Reports last month of IRS requirements for taxpayers to upload selfies for an identity verification program run through ID.me prompted immediate backlash from public interest groups and lawmakers from both parties. Sen. Ron Wyden (D-Ore.) urged the IRS to discontinue the service, while Sen. Roy Blunt (R-Mo.) demanded a comprehensive ban on the IRS’s use of such biometric data collection. A number of public interest groups, including the Electronic Privacy Information Center (EPIC) and Media Alliance, joined the calls for the IRS to abandon its plan.
Their campaign was successful. The IRS said Feb. 7 that it will not use a third-party company to verify new accounts with facial recognition.
The privacy activists aren’t stopping with the IRS. EPIC and a coalition of 40 other interest groups released a letter Feb. 14, calling for other government agencies to end their facial recognition programs.
“The use of a third-party face verification service also creates needless security issues facilitated by government agencies, forcing individuals to hand over biometric data to a private company. Biometric data, particularly faceprints, are increasingly becoming targets for fraudulent activity,” the groups said.
“The likely result of federal and state agencies using faces as a credential to access sensitive information will be large-scale data breaches of a credential that cannot easily be changed.”
Sens. Wyden, Cory Booker (D-N.J.), and Elizabeth Warren (D-Mass.) joined in the chorus a day later with a letter to the Department of Labor, urging it to help state unemployment agencies abandon ID.me.
According to the letter, more than half of the states require workers filing for unemployment insurance to first register for an account with ID.me. Government agencies’ use of facial recognition accelerated after the start of the COVID-19 pandemic, when most of their business started happening online.
“It is concerning that so many state and federal government agencies have outsourced their core technology infrastructure to the private sector,” Wyden, Booker, and Warren wrote in their letter. “It is particularly concerning that one of the most prominent vendors in the space, ID.me, … uses facial recognition and lacks transparency about its processes and results.”
ID.me did not respond to a request for comment about the public campaign against it.
On Feb. 8, the company announced a new option to verify identity without using automated facial recognition.
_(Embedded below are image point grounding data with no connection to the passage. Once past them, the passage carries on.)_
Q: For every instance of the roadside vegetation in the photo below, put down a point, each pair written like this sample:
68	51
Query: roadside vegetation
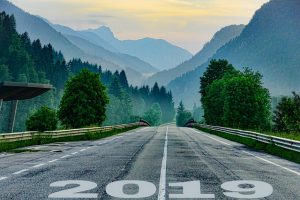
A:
238	99
183	115
38	140
269	148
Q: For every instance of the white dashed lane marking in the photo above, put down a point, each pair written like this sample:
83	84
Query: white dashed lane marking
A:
65	156
163	172
51	161
3	178
20	172
39	165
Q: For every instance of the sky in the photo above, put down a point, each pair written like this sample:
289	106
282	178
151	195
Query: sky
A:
186	23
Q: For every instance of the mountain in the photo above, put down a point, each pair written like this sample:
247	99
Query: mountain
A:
123	60
37	28
159	53
219	39
91	37
93	45
72	47
269	43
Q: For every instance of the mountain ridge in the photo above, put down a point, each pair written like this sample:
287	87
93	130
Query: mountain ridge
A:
269	43
220	38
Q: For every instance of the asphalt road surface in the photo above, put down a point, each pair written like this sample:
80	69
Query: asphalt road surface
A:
164	162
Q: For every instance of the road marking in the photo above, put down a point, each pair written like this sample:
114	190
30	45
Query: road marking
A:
39	165
138	131
272	163
3	178
163	172
21	171
51	161
65	156
212	138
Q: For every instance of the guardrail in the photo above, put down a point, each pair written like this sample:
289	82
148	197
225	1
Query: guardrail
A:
278	141
22	136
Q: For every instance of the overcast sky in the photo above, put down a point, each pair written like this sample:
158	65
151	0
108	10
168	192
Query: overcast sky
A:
186	23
“We have listened to the feedback about facial recognition and are making this important change, adding an option for users to verify directly with a human agent to ensure consumers have even more choice and control over their personal data,” said ID.me CEO, Blake Hall.
“In recent weeks, we have modified our process so government agencies can empower people to choose to verify their identity with an expert human agent without going through a selfie check. Agencies can now select this configuration. Additionally, all ID.me users will be able to delete their selfie or photo at account ID.me, beginning on March 1.”
Not everyone thinks it’s a good idea for government to abandon facial recognition. The Information Technology & Innovation Foundation (ITIF) said Feb. 8 that the “IRS was wrong to give in to hysteria.”
“As tax season gets under way, it is disappointing to see that the IRS has succumbed to the concerted attacks by advocacy groups opposed to any and all forms of facial recognition,” the ITIF said. “Every year, the IRS attempts to stop billions of dollars of refund fraud, identity theft, and other financial crimes that hurt everyday Americans, and greater use of facial recognition would have been a step in the right direction.”